A federal district court has held on remand from the United States Court of Appeals for the Fifth Circuit sitting en banc that Texas enacted its controversial voter identification law with a racially discriminatory intent.
If (and it is a big if) the ruling stands through the 5th Circuit and Supreme Court appeals, it would be grounds for throwing out the entire law (and not just softening it though an affidavit requirement, etc.) and potentially a basis to put the state back under federal supervision for up to 10 years.
The new opinion is only 10 pages. In the initial ruling, the district court already found discriminatory purpose. The 5th Circuit on appeal held that the district court had considered some evidence which was impermissible, and required the district court to reconsider only proper evidence in making the discriminatory intent determination.

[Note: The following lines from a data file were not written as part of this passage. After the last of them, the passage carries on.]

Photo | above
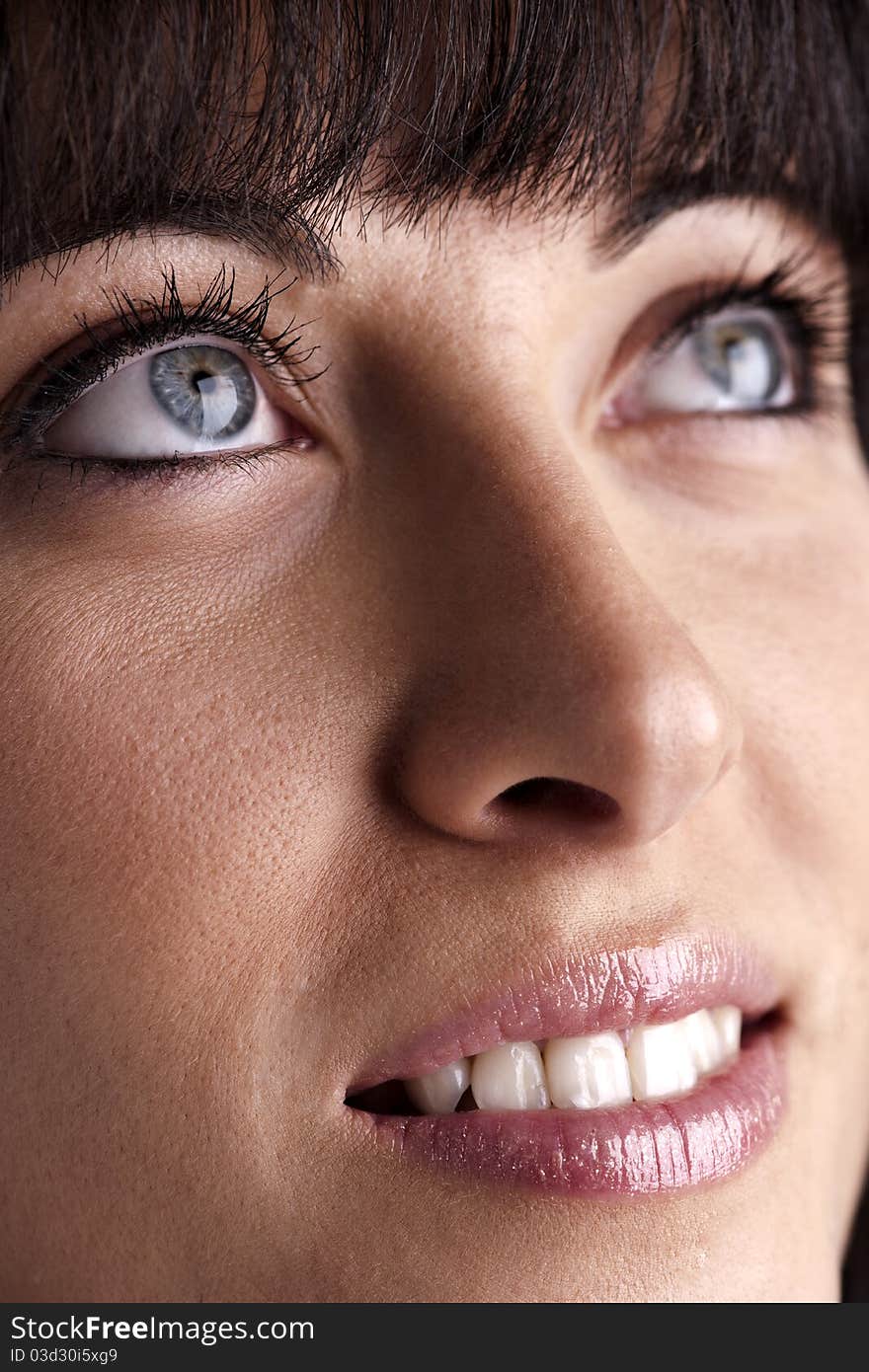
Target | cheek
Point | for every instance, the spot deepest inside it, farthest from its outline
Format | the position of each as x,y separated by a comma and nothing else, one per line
169,796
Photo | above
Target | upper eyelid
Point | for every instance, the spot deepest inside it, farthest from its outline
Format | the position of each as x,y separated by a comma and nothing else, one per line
134,327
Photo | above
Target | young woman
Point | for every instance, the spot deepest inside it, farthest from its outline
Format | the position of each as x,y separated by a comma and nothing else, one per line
434,534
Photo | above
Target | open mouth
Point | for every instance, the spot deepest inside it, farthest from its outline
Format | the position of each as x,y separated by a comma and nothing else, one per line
590,1072
658,1088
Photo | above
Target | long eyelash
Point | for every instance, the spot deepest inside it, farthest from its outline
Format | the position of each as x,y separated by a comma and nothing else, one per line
815,319
137,326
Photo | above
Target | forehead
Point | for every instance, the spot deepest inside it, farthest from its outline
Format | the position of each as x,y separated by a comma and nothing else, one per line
285,116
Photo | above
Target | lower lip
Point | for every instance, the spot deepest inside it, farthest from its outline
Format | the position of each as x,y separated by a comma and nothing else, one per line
640,1149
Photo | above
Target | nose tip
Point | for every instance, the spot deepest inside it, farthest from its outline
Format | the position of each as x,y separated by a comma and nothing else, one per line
637,760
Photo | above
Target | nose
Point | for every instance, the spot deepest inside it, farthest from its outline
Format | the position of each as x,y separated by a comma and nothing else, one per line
563,697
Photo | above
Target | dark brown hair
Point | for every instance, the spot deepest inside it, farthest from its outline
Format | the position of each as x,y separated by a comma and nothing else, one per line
274,121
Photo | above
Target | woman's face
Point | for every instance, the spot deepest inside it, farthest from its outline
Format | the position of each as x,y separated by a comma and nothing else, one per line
260,724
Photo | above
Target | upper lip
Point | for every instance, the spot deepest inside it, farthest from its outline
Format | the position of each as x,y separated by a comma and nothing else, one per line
574,994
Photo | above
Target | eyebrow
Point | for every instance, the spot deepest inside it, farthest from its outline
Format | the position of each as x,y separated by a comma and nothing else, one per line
641,211
272,229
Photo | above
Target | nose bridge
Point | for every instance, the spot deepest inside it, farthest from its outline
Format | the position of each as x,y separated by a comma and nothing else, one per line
553,657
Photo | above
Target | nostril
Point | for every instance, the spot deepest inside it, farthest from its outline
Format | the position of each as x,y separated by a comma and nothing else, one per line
567,798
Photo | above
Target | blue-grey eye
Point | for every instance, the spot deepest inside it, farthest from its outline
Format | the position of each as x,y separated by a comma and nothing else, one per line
738,359
742,357
206,390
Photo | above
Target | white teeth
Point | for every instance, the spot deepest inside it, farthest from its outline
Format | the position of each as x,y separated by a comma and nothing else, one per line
510,1077
661,1061
590,1072
704,1040
439,1093
646,1062
728,1021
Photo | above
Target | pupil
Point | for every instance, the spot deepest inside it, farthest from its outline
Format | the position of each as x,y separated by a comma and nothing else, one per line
207,391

The opinion today basically says: putting aside the stuff the 5th Circuit said not to consider, I come to the same conclusion: the law was passed with racially discriminatory intent:
Upon reconsideration and a re-weighing of the evidence in conformity with the Fifth Circuit’s opinion, the Court holds that the evidence found “infirm” did not tip the scales. Plaintiffs’ probative evidence—that which was left intact after the Fifth Circuit’s review—establishes that a discriminatory purpose was at least one of the substantial or motivating factors behind passage of SB 14. Consequently, the burden shifted to the State to demonstrate that the law would have been enacted without its discriminatory purpose. Hunter, 471 U.S. at 228. The State has not met its burden. Therefore, this Court holds, again, that SB 14 was passed with a discriminatory purpose in violation of Section 2 of the Voting Rights Act.